The three of them advanced. But instead of retreating, Mac strode directly toward the one in the middle, but at the last moment he shifted right and slammed the second man backward into the concrete column.

The middle man leapt forward, saying something under his breath, and McGarvey turned toward him, ducking a roundhouse punch and smashing his fist three times into the guy’s chest, just over his heart.

He skipped to one side as the third man rushed forward. Grabbing the guy’s coat sleeve he propelled him into the one who’d pushed away from the pillar, blood streaming down the side of his face.

The middle man was trying to catch his breath, when McGarvey turned back, got behind him and twisted his head sharply to the left, breaking his neck.

Turning on his heel he was in time to see both men fumble under their jackets, bringing out pistols—what looked like older Glocks.

He was on the first man. Grabbing the guy’s gun hand he pulled the Turk around and, using him as a shield, he snatched the pistol and fired two rounds at the other man, hitting him center mass and dropping him to the deck.

Mac shoved the Turk away and pointed the pistol directly at his face. “Who hired you?”

The man said something unintelligible.

With a squeal of tires the van shot backward, turned left, and raced to the down ramp, careening off the concrete wall with a hail of sparks before it disappeared.

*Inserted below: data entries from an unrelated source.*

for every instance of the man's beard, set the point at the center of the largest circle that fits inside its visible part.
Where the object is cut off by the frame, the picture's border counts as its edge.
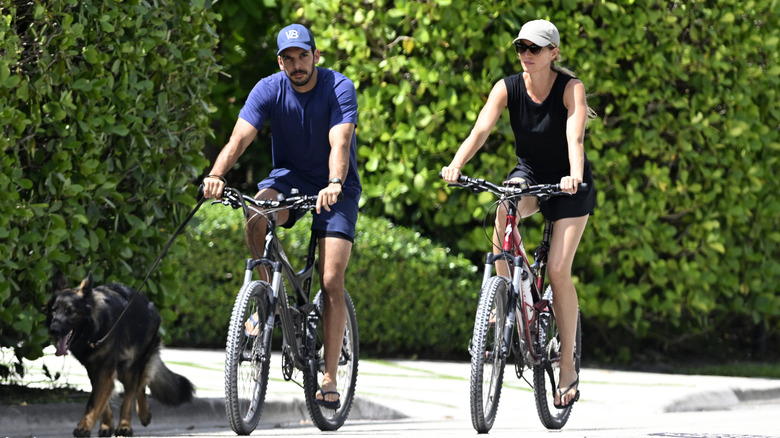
(305, 80)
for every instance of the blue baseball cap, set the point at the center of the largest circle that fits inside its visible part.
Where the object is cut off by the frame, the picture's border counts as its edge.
(295, 35)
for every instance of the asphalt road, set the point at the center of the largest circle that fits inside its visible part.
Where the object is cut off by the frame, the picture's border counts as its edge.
(431, 399)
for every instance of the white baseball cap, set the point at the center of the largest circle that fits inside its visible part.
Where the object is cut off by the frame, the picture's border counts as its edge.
(540, 32)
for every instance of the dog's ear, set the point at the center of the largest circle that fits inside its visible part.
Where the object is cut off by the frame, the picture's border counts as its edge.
(86, 285)
(59, 282)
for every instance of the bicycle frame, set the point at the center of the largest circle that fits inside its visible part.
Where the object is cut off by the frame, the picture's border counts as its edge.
(275, 258)
(513, 252)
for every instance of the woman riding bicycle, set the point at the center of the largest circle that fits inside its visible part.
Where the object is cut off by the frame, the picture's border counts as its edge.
(548, 112)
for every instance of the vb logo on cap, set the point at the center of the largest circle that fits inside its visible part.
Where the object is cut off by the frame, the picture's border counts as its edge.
(295, 35)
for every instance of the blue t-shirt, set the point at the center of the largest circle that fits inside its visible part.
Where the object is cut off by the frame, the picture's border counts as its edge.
(300, 123)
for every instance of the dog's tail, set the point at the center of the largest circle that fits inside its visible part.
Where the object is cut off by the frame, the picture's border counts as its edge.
(168, 387)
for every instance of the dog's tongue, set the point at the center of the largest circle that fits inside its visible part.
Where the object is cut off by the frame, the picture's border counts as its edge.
(62, 346)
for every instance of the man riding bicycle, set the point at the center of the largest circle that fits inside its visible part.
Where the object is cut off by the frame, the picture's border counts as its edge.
(313, 115)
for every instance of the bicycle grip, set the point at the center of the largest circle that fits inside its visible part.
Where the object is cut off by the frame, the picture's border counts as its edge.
(462, 179)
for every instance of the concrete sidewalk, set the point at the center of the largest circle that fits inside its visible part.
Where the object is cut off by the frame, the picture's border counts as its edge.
(390, 390)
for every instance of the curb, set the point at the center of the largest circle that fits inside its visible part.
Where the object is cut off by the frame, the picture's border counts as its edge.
(719, 400)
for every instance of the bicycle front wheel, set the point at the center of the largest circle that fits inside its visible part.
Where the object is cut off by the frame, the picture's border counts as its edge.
(544, 384)
(247, 358)
(346, 377)
(487, 360)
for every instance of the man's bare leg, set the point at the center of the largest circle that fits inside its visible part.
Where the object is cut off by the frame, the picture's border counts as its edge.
(334, 257)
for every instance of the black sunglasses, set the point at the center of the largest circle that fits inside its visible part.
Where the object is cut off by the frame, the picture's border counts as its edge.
(533, 48)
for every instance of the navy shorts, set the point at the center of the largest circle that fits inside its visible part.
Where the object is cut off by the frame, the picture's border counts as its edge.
(554, 208)
(338, 222)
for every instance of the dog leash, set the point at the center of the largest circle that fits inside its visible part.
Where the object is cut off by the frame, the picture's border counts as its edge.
(201, 200)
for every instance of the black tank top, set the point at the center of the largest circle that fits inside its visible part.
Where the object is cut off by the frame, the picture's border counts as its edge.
(540, 130)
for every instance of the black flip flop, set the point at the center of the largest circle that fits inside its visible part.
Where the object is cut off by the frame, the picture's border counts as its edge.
(560, 394)
(334, 404)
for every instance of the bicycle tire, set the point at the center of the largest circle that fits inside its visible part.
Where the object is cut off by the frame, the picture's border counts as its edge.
(544, 392)
(332, 419)
(247, 359)
(487, 362)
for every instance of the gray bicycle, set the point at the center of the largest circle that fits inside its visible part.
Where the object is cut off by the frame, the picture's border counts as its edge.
(270, 305)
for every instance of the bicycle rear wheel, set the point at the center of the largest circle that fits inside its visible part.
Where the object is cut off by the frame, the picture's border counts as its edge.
(487, 361)
(247, 358)
(544, 389)
(346, 378)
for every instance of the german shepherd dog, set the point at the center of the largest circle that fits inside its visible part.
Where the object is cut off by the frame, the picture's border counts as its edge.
(80, 317)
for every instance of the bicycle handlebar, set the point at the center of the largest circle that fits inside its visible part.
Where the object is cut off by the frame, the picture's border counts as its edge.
(236, 199)
(510, 189)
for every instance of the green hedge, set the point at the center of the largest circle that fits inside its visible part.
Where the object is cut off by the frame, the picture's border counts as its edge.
(412, 297)
(104, 117)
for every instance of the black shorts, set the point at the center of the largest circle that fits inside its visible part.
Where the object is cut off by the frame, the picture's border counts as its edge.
(560, 207)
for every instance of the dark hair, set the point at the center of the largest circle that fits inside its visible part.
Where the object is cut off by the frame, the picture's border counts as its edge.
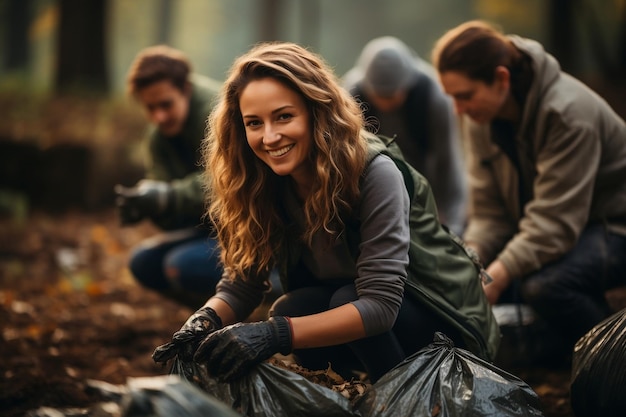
(158, 63)
(476, 48)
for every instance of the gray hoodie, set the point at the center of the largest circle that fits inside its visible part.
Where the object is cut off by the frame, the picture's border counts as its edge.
(425, 125)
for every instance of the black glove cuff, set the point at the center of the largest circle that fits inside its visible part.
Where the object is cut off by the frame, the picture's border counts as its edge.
(213, 317)
(282, 329)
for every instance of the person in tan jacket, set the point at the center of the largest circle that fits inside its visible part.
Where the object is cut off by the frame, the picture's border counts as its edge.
(547, 171)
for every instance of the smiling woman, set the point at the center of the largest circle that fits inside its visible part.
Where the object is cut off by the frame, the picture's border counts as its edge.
(296, 184)
(278, 130)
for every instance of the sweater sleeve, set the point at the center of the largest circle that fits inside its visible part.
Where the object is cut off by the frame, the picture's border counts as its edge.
(384, 245)
(562, 195)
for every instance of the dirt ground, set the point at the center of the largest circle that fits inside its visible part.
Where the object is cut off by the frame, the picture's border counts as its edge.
(70, 312)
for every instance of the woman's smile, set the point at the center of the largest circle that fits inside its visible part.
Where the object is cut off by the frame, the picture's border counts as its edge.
(281, 151)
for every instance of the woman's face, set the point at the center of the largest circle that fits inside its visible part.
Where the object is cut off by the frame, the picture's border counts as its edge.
(166, 106)
(479, 101)
(278, 127)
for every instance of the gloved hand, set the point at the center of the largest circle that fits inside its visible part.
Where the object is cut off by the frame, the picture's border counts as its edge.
(147, 199)
(186, 340)
(232, 351)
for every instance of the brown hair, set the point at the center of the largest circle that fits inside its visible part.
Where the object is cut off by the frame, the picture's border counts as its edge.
(242, 190)
(158, 63)
(476, 48)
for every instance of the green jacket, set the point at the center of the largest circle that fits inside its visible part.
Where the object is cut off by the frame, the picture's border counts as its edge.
(164, 162)
(442, 273)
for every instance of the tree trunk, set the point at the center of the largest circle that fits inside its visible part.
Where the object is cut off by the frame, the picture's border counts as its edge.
(82, 63)
(561, 32)
(16, 44)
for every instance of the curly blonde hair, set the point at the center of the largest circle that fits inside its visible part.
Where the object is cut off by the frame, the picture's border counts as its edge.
(242, 191)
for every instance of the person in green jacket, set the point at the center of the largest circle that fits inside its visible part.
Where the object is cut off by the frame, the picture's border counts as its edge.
(547, 167)
(296, 183)
(182, 262)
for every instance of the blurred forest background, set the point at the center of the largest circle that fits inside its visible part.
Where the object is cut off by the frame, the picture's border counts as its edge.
(69, 309)
(68, 133)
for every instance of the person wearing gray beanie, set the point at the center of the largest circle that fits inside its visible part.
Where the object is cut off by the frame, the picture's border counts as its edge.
(401, 97)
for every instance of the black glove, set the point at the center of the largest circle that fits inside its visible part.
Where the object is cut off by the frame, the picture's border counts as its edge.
(148, 199)
(186, 340)
(231, 352)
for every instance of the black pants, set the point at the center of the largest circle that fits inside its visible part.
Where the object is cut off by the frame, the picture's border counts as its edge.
(414, 329)
(569, 294)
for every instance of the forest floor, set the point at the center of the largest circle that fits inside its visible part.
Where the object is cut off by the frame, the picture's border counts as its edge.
(70, 312)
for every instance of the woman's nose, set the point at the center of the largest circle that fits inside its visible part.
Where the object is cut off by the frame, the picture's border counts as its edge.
(270, 135)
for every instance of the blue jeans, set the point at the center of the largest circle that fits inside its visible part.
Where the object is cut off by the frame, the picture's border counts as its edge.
(414, 329)
(569, 294)
(181, 260)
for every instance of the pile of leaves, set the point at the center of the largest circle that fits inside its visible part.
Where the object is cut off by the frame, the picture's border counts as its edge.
(71, 313)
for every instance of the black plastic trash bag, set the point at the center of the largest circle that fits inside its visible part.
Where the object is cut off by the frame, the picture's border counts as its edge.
(269, 391)
(444, 381)
(170, 396)
(598, 382)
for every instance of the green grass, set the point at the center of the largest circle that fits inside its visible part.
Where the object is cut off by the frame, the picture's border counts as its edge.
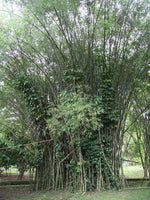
(24, 193)
(122, 195)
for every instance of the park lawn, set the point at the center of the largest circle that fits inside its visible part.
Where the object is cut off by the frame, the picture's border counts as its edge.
(24, 193)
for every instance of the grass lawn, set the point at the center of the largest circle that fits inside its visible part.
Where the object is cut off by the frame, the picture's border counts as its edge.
(24, 193)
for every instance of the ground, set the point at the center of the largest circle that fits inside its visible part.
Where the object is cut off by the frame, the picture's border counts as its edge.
(25, 192)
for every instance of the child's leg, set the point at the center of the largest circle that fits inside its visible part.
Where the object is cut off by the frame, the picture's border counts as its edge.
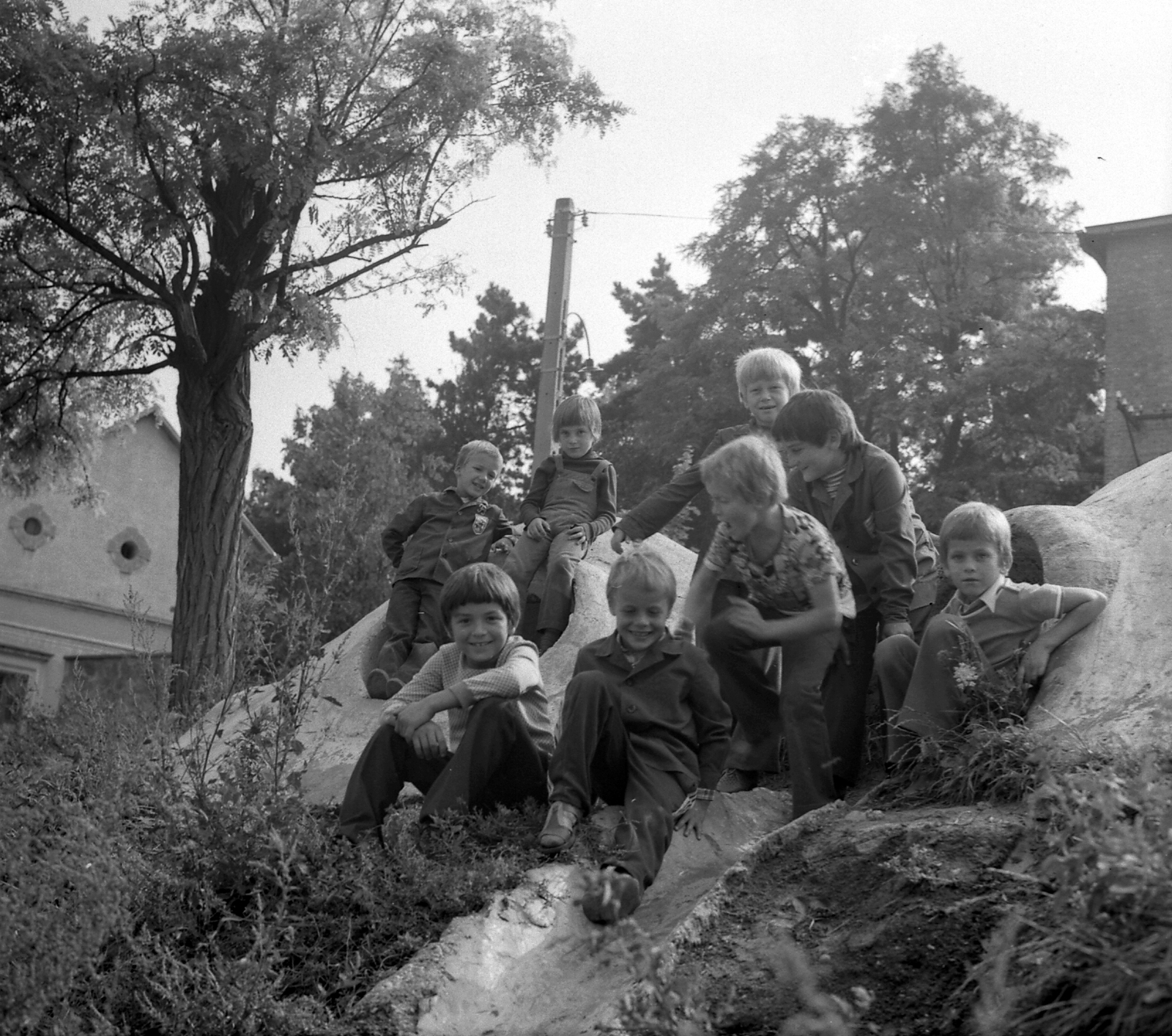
(935, 704)
(803, 669)
(844, 696)
(642, 841)
(750, 692)
(523, 562)
(596, 757)
(385, 766)
(557, 598)
(429, 633)
(591, 757)
(894, 663)
(401, 622)
(495, 764)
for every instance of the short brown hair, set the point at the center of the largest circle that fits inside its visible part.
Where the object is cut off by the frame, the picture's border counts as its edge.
(578, 411)
(812, 415)
(481, 584)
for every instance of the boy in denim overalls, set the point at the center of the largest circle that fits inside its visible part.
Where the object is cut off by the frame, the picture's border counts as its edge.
(571, 501)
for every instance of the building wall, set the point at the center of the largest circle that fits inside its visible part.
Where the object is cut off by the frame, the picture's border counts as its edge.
(1138, 346)
(70, 597)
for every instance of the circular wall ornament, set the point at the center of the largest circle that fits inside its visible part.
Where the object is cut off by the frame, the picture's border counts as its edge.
(128, 550)
(32, 526)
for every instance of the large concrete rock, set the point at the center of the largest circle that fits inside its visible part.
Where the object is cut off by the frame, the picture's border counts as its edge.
(339, 718)
(530, 962)
(1115, 677)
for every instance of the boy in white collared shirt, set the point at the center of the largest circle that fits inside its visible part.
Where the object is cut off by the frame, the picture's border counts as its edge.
(1001, 619)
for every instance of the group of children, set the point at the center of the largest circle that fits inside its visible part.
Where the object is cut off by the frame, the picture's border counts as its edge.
(820, 575)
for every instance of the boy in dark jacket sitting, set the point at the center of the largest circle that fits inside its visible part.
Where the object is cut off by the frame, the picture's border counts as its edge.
(859, 493)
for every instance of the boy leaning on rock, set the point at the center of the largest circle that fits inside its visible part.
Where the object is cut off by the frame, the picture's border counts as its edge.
(642, 727)
(1000, 622)
(858, 491)
(437, 534)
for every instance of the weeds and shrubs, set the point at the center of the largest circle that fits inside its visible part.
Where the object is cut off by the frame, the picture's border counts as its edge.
(1093, 954)
(156, 883)
(665, 1003)
(992, 756)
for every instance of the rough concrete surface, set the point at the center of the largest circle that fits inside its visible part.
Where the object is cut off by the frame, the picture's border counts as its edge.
(529, 964)
(340, 718)
(1115, 677)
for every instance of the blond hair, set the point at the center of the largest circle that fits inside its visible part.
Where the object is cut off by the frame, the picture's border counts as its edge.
(644, 569)
(765, 362)
(982, 523)
(748, 468)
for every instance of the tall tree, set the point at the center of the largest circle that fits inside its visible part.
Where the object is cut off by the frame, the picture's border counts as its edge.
(220, 173)
(494, 394)
(908, 261)
(355, 464)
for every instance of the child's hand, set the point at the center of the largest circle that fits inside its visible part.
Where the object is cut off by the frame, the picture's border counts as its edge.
(412, 718)
(428, 741)
(693, 821)
(1034, 663)
(744, 618)
(618, 538)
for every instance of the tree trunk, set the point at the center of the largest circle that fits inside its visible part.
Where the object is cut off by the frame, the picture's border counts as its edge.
(216, 425)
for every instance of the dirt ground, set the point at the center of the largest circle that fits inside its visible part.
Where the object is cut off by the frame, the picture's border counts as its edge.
(897, 903)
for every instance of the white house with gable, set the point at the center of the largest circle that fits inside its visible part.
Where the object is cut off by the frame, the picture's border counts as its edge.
(94, 581)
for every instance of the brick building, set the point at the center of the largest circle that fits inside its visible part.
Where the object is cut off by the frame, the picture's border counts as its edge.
(1137, 259)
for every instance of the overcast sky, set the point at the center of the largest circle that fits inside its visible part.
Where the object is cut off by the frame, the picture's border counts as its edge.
(706, 81)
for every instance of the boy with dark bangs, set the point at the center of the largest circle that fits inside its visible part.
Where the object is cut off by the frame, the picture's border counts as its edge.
(500, 733)
(861, 495)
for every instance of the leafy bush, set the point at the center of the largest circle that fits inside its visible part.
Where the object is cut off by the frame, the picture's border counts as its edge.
(160, 884)
(1093, 953)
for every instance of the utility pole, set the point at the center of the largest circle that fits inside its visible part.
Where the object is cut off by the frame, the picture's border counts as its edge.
(557, 305)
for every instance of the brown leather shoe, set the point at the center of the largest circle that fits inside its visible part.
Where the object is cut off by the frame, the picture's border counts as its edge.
(558, 832)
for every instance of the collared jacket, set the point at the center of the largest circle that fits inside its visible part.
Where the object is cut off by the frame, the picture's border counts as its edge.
(886, 548)
(441, 532)
(672, 706)
(652, 513)
(597, 484)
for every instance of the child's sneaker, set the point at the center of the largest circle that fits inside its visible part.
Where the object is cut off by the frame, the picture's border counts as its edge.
(378, 681)
(611, 895)
(558, 832)
(734, 780)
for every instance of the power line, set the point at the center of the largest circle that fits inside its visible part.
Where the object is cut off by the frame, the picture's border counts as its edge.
(645, 215)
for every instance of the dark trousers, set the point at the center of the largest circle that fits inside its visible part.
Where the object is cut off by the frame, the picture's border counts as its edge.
(750, 692)
(844, 693)
(413, 616)
(919, 688)
(496, 763)
(596, 759)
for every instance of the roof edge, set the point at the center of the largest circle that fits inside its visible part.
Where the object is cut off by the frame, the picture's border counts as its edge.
(1094, 239)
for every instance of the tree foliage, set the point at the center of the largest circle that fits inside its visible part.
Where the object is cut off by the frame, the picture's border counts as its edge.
(215, 175)
(908, 263)
(494, 394)
(373, 452)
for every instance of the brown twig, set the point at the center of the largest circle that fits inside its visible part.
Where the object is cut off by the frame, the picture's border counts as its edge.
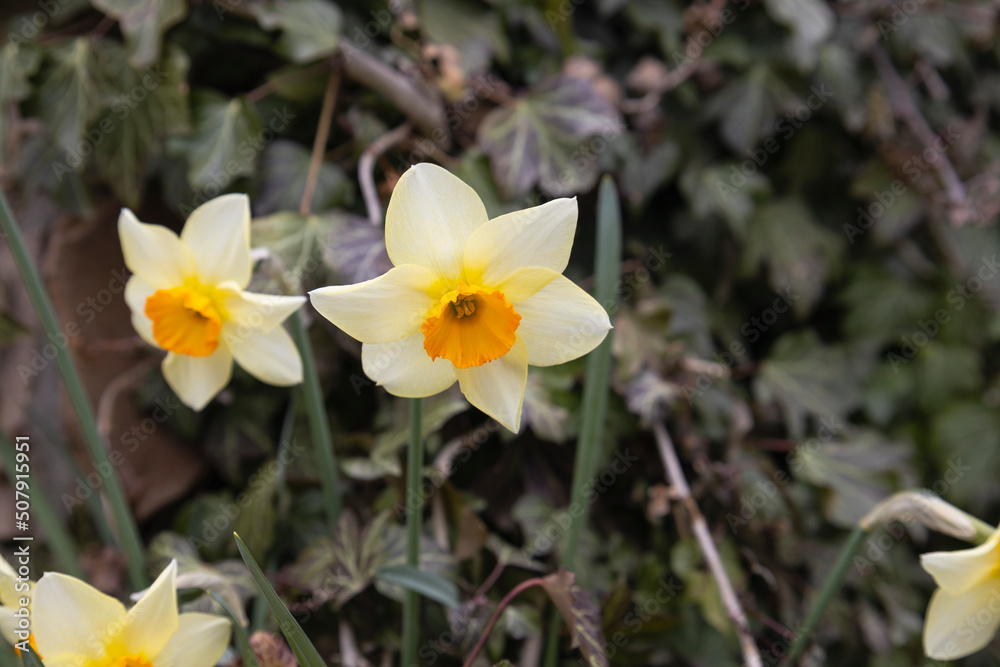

“Just you and me now, and I have a gun,” Mac said. “You can tell me who sent you, in which case I let you walk away. Or you can refuse and I’ll kill you, in which case it’ll be me who walks away.”

“You’ll shoot me anyway.”

“No need,” McGarvey said. He ejected the pistol’s magazine, tossed it aside, ejected the round in the firing chamber and let it fall to the deck, and threw the gun away. “Who hired you?”

The Turk glanced at the two bodies. “I don’t know. It was a blind number, as usual. Money always shows up the next day at a drop box in a whorehouse not far from here.”

“Who was the man who set up the ambush?”

“I never got a clear look at his face.”

“Get the fuck out of here,” McGarvey said.

The Turk turned and headed for the ramp.

“How much to take me out?” McGarvey called after him.

“Five hundred euros,” the Turk said. “Each.” He disappeared down the ramp.

Mac gave the man a full five minutes to get clear, then he walked down the up ramp to the still busy street and headed back to his hotel. He would have bet just about anything that the guy from the Mercedes was a Pakistani; the English they learned was British, and the best field officers spoke it with a proper upper-class accent. And he would have bet just about the same amount that the three guys he’d come up against were Turks hired by someone—most likely ISI—from the embassy.

The two-tone dee-dah of police sirens sounded not too far away. Mac crossed the street with the light so that he was on the same side as the Bristol and picked up the pace. The Pakistani from the Mercedes had probably called the police for insurance in case the muscle he’d hired wasn’t successful. At the very least Mac would be taken into police custody and held for a time.